2017.10.25→2020.6.20更新
全ての記事はこちらから
ほぼ全曲ビートルズのコード進行不定調性考察(2017)「The Beatles」2
ワイルド・ハニー・パイ - Wild Honey Pi
G7 |F7 |E7 Eb7 |2/4 D7 |
「俺たち、どんなコード進行でも曲ができちゃうよな」
という当時の彼らの声が聞こえてきそうな構造の曲ですね。
この曲の7thコードの降りてくる進行のこの雰囲気は私には「破綻」というような印象を受けます。「もうなんでもいいぜぇ、なんでもやってやるよ」という彼らの凄み。
たとえば、この進行を
G7 | B7 |E7 A7 |2/4D7 |
とします。
原曲の裏コードによる連鎖は特殊だから、ちゃんとした五度進行にした方が音楽的に正当になる、と言ったところで、この曲は気持ちよく歌えませんよね。
和声の先生に囲まれて課題を創ってみてください。最初は自分らしくできるのですが、講師に誤りを指摘され続けると、どんどん自分が削がれ、規則が絶対に思え、自分の無能さに押しつぶされ、伝統こそが美的形式の極致である、と思え、自分から逃げてしまいます。これを「洗脳」と言います。こうなってしまうタイプの方は音楽表現は向いていないと思います。

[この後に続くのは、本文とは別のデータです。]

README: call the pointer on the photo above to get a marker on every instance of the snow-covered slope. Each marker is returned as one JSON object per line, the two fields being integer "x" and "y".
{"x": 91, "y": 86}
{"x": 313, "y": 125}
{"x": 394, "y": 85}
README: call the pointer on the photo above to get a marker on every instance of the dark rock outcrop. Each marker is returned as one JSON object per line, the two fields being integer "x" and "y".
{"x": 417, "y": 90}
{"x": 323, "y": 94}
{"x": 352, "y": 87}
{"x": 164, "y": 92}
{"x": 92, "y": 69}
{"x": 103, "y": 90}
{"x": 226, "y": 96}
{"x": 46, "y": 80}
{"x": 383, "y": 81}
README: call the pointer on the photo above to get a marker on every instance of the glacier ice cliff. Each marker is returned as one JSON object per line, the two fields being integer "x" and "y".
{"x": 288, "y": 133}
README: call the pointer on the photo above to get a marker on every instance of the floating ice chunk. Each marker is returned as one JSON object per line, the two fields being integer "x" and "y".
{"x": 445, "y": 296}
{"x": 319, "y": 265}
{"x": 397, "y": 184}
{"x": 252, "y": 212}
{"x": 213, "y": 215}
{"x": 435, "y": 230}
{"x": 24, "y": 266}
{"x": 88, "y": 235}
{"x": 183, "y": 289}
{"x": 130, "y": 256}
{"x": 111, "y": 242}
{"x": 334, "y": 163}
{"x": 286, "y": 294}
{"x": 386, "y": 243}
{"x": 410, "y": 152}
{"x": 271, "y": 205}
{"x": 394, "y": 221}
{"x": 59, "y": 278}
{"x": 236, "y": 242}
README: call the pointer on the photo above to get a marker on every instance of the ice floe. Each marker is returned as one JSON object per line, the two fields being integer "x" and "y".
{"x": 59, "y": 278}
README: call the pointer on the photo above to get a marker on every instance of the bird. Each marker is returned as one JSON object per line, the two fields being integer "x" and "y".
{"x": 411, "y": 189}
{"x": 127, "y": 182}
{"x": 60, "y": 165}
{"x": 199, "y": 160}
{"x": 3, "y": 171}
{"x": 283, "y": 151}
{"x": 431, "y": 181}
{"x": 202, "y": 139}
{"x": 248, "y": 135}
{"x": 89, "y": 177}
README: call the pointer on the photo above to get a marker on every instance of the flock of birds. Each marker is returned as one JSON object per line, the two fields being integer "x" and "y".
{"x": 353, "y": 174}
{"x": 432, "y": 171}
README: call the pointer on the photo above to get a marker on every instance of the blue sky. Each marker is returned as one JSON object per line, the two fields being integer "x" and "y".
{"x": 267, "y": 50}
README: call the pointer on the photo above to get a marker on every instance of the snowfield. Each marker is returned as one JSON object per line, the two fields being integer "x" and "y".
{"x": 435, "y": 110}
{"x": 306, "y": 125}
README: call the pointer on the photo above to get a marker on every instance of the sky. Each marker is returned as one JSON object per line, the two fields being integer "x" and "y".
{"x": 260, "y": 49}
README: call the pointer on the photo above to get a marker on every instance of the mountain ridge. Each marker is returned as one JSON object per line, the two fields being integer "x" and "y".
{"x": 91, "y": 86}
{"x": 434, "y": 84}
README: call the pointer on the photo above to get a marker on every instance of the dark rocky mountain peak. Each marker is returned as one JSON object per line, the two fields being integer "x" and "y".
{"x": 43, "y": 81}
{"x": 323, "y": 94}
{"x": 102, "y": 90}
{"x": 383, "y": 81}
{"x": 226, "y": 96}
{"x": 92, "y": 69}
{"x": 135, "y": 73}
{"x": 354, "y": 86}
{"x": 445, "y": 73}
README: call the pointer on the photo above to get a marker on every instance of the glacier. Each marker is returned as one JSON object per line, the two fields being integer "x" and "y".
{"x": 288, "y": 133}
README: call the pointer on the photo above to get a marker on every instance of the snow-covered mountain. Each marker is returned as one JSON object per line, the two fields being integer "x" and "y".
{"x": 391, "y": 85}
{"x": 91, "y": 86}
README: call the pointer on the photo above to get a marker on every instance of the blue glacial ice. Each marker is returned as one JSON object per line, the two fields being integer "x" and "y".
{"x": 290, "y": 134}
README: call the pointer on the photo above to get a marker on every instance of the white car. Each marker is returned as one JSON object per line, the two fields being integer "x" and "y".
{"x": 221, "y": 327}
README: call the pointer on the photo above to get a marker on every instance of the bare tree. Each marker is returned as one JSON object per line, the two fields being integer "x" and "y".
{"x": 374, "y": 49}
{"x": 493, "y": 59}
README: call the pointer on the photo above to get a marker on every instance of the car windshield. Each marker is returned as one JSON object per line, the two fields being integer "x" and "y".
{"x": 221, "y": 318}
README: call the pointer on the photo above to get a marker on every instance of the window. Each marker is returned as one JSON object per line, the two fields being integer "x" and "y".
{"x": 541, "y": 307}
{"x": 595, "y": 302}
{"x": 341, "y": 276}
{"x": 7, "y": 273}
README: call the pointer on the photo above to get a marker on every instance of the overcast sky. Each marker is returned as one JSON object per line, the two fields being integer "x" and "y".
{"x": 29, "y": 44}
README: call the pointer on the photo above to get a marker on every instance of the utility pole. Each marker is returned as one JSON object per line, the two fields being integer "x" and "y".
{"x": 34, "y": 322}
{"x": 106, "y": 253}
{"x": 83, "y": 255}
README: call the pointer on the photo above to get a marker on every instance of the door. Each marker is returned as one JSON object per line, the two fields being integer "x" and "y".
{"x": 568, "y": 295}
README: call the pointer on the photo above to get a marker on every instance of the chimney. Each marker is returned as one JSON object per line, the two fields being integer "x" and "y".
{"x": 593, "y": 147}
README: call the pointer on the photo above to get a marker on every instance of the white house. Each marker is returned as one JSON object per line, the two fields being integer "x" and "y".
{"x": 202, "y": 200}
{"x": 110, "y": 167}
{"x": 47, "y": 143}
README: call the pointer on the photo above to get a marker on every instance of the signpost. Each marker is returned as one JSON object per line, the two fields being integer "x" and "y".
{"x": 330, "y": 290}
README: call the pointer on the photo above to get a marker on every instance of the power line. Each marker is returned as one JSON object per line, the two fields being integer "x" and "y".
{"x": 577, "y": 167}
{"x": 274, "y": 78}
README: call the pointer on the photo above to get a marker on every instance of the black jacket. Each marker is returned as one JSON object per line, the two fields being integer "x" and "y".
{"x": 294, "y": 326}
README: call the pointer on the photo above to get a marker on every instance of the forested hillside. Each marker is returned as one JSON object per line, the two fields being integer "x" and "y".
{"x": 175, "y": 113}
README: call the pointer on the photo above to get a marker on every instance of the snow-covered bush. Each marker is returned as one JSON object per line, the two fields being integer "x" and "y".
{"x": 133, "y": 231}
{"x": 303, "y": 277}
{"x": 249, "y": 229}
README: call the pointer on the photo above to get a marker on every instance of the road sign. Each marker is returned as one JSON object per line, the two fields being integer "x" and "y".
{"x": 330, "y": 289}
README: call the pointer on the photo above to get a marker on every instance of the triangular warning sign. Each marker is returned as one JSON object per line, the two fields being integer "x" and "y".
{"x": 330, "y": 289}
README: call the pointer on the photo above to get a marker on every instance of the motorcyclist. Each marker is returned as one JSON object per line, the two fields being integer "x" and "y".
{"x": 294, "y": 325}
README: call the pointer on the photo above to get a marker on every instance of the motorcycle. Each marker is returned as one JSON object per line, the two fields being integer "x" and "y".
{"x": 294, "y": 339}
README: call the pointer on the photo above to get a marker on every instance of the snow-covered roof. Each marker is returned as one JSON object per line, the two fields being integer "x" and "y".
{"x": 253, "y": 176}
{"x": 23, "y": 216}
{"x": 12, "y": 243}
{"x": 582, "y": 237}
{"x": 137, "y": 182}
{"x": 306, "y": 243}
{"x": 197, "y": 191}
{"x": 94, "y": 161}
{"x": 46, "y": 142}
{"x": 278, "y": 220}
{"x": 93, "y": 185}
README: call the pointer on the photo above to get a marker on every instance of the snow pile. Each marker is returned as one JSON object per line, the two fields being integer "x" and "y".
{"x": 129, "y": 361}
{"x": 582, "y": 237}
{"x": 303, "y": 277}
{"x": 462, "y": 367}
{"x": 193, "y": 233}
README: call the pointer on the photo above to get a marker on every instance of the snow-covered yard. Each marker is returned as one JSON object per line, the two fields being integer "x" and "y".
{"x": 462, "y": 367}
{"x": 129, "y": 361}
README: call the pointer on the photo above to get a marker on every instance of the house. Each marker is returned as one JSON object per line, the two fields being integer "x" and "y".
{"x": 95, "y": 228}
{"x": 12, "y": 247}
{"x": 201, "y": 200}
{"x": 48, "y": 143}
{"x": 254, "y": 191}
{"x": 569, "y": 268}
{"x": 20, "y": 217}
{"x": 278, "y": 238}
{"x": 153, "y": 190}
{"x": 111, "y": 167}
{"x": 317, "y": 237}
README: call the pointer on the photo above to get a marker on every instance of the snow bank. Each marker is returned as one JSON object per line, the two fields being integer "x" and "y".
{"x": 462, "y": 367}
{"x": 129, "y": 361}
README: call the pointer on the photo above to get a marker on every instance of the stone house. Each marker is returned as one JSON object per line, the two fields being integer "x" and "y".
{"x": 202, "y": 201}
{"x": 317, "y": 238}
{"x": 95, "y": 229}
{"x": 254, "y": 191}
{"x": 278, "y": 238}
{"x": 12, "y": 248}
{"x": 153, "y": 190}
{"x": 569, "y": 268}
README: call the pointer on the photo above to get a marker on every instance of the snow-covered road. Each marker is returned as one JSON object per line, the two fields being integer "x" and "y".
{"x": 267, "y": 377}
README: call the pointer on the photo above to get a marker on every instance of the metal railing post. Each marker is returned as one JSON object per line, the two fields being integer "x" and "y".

ビートルズは何でもかんでも権威に従わなくたっていいんだぜ?というロカビリーヒーローが教えてくれた主張を、商業的成功によって有無を言わさぬ力で確立しました。
もちろん、だからあなたも使っていい、自分勝手にやっていい、という意味ではありません。選択肢が増えた分、我々の世代は迷いも増えました。
ザ・コンティニューイング・ストーリー・オブ・バンガロー・ビル - The Continuing Story of Bungalow Bill
サビはじまり
C G |C Fm |C G |2/4 G |
A E |A Dm |A Dm |E |
Aメロ
Am C |F G |Am C |F G |
E G |Am Fm | ~
このアルバム、なんだか2/4拍子が多いですね。
ジョンのリズムには結構変拍子的な感覚があるんですよね。
この進行では、IVmであるFmがCメジャーキーとAメジャーキーで転調して使われます。

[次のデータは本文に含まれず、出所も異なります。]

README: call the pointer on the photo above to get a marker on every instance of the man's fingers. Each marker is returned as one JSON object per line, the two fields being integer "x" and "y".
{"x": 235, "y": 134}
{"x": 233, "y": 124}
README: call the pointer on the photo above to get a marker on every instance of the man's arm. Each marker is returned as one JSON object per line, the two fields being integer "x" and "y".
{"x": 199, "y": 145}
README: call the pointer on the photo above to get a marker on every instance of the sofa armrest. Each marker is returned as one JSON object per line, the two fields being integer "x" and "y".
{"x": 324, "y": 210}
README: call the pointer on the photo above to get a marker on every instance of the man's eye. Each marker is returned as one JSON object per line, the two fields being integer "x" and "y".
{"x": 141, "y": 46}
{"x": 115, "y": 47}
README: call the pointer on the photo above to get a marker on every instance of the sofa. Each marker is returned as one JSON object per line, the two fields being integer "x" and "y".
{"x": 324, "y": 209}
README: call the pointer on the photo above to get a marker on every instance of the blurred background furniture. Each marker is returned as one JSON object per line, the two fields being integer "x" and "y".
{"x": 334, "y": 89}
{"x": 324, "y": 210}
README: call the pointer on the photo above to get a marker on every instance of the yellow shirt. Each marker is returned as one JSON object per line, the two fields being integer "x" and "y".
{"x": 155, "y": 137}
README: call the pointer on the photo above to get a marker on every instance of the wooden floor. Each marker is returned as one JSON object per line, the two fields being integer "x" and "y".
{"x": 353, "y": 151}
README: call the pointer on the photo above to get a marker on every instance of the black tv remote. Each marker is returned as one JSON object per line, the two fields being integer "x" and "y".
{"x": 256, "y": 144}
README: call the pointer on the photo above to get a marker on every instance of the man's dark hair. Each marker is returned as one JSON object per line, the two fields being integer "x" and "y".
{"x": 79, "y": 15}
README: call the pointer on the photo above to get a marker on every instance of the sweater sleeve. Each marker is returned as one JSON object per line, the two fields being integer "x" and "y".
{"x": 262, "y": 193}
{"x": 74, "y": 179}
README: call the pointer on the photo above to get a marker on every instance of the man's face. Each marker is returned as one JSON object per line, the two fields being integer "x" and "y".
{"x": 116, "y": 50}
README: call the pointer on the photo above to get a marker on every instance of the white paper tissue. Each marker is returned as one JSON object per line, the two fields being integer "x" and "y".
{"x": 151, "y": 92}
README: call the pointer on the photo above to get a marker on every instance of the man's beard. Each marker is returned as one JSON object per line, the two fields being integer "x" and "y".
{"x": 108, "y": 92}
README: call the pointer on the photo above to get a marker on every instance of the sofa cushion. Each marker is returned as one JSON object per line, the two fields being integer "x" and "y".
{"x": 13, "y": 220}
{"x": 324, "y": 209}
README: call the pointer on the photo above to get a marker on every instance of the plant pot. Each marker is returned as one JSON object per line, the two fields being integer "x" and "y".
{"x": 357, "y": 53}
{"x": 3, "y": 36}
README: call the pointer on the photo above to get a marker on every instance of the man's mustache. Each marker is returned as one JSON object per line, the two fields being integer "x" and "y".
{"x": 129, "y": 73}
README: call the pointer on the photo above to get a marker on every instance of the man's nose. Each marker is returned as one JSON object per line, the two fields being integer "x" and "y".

さらにAメロでもIVmのFmがいいスパイスになっています。
「なんか怖い」という印象を持ったのを覚えています。楽しい歌なのだけど、どこか苦しさを隠しているような。
ホワイル・マイ・ギター・ジェントリー・ウィープス - While My Guitar Gently Weeps
これも"掛留概念の拡張"ですね。いわゆる"クリシェ"です。
Am |Am/G |D/F# |FM7 |
Am G |D |E |
このアルバムではクリシェもかなり活用されているような印象を受けます。
メロディとコードとベースが分離しているところが、このアルバムでのビートルズの挑戦の一つになっているように感じます。偶然かもしれませんが、コード進行が一つの楽器で完結せず、アンサンブル全体に拡張して成り立っていますね。
なんとなく次のアルバムからの突き抜けたバンドサウンドを予感させます。
あなたなりの教え方で結構ですから、たとえ使い古されたクリシェであっても、新しい曲を作ってください。
Amの構成音のaを半音下げるのクリシェです。